Marion Larmann studying the Latin word ‘pariter’ (meaning “together”) says this is an extremely important word. She said older translations completely trivialize it by rendering it “likewise” (“bring us all likewise to everlasting life”). Benedict envisions eternal life itself as communal. We do not just use each other as the means to our own salvation as though the communal life is a means to our individualistic goal. A cenobite is so thoroughly committed to the welfare of the other community members that entering heaven without them would be unimaginable.
When I was a novice I remember Dom Bernardo Olivera visited us. Commenting on this verse, he used the image of all of us sitting on a bench outside of heaven waiting for our Cistercian brothers and sisters to arrive so that we could enter together. He thought that was beautiful BUT THIS DID NOT APPEAL to me! I think it is beautiful to greet our future and past Cistercians in heaven but I do not want to wait on a bench outside until they all get there! This brought me to the question: Is there anywhere or anyone in Scripture who reflects this mentality…and what does it look like? What came to mind was Moses pleading with God not to punish his people for having made a molten calf to worship. Moses boldly tells God “forgive their sins and if not, then strike me out of the book that you have written”! Wow…What loyalty! If all his people can’t join him, then Moses won’t go either. Moses loved his community so much that he could not imagine heaven without them! What would you say? If God said only you would be saved in the community – would you intervene and dare to be like Moses saying “Lord, we all come into eternal life or blot me out of the book you have written.” It is a bold and scary thing to be like Moses!
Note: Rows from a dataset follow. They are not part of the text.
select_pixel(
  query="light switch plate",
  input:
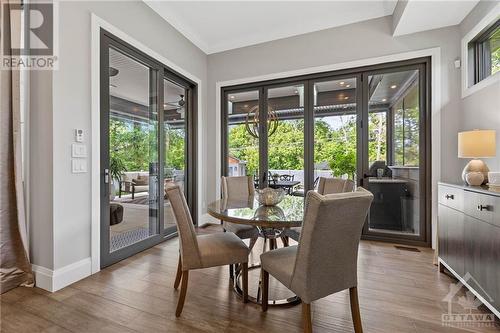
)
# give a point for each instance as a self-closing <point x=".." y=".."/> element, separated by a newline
<point x="79" y="135"/>
<point x="78" y="150"/>
<point x="78" y="165"/>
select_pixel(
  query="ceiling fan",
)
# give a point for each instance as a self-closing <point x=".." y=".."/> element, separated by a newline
<point x="113" y="72"/>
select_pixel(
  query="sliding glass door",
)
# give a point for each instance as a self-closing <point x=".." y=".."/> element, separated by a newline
<point x="369" y="124"/>
<point x="146" y="131"/>
<point x="395" y="168"/>
<point x="336" y="122"/>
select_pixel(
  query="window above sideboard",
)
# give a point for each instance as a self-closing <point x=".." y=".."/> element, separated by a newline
<point x="481" y="54"/>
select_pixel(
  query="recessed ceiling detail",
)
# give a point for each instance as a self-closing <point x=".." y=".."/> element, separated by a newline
<point x="216" y="26"/>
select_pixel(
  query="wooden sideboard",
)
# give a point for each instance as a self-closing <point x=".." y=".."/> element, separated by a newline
<point x="469" y="239"/>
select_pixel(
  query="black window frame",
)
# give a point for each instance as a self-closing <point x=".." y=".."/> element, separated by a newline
<point x="481" y="58"/>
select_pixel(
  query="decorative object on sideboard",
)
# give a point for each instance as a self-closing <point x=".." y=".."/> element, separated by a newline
<point x="474" y="178"/>
<point x="494" y="180"/>
<point x="476" y="144"/>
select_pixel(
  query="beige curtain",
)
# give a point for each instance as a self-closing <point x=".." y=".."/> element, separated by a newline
<point x="15" y="268"/>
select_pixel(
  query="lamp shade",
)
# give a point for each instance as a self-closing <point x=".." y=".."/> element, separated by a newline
<point x="476" y="144"/>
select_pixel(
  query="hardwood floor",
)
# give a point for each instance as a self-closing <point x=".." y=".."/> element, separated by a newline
<point x="399" y="291"/>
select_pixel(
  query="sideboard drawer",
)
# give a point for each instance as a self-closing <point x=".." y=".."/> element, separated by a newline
<point x="451" y="196"/>
<point x="481" y="206"/>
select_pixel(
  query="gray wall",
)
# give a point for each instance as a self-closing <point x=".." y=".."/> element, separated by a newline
<point x="342" y="44"/>
<point x="40" y="193"/>
<point x="68" y="194"/>
<point x="481" y="110"/>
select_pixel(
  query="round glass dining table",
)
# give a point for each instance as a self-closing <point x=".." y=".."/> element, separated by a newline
<point x="271" y="221"/>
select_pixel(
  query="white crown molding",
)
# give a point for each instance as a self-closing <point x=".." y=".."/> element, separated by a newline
<point x="171" y="18"/>
<point x="54" y="280"/>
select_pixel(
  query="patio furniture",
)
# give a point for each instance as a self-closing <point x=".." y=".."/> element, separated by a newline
<point x="115" y="213"/>
<point x="305" y="270"/>
<point x="287" y="177"/>
<point x="287" y="185"/>
<point x="326" y="186"/>
<point x="203" y="251"/>
<point x="301" y="191"/>
<point x="335" y="185"/>
<point x="133" y="182"/>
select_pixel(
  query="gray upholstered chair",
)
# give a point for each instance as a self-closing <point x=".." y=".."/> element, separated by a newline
<point x="326" y="186"/>
<point x="203" y="251"/>
<point x="332" y="224"/>
<point x="239" y="188"/>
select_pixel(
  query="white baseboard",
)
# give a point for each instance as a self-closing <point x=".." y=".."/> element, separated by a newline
<point x="53" y="280"/>
<point x="207" y="219"/>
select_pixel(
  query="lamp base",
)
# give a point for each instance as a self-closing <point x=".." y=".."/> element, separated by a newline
<point x="476" y="166"/>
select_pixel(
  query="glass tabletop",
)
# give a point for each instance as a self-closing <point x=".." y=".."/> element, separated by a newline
<point x="288" y="213"/>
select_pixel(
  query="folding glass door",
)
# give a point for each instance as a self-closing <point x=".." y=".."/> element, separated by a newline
<point x="396" y="149"/>
<point x="145" y="121"/>
<point x="370" y="125"/>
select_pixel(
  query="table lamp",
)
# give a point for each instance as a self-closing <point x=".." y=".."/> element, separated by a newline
<point x="476" y="144"/>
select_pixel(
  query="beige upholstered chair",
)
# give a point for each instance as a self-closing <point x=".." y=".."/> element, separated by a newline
<point x="203" y="251"/>
<point x="332" y="224"/>
<point x="326" y="186"/>
<point x="239" y="188"/>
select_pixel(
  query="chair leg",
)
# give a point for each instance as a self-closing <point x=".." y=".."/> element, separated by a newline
<point x="244" y="267"/>
<point x="356" y="316"/>
<point x="252" y="243"/>
<point x="265" y="290"/>
<point x="306" y="317"/>
<point x="179" y="274"/>
<point x="182" y="296"/>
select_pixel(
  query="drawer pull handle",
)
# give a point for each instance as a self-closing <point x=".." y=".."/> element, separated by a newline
<point x="481" y="207"/>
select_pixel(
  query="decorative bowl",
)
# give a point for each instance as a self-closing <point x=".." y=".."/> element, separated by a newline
<point x="494" y="178"/>
<point x="474" y="178"/>
<point x="269" y="196"/>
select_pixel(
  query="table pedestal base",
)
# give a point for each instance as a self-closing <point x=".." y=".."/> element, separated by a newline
<point x="236" y="281"/>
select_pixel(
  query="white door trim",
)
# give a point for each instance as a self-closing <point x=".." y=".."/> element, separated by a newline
<point x="434" y="53"/>
<point x="96" y="25"/>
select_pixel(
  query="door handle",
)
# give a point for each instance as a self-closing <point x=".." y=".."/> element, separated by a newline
<point x="106" y="176"/>
<point x="481" y="207"/>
There is a story of a monk who felt that it was easier to pray and be in communion with God in solitude and nature - more so than in community and the common life. Then one winter day the abbot invited the monk to sit with him before the fireplace in silence. The abbot then took the tongs from the rack and pulled out a single coal from the fire. He placed the glowing ember on the hearth. The two watched the coal quickly cease burning and turn to an ashen gray while the other coals in the fire continued to burn brightly. The monk then understood his error and returned to full community life.
I think this is what Benedict is driving at – we go together to Christ, not with “an individualistic intimacy” or “a superficial communion”…but united…together. “All these tension are resolved in God”…and to accomplish this we must, each of us, “prefer nothing whatever to Christ”.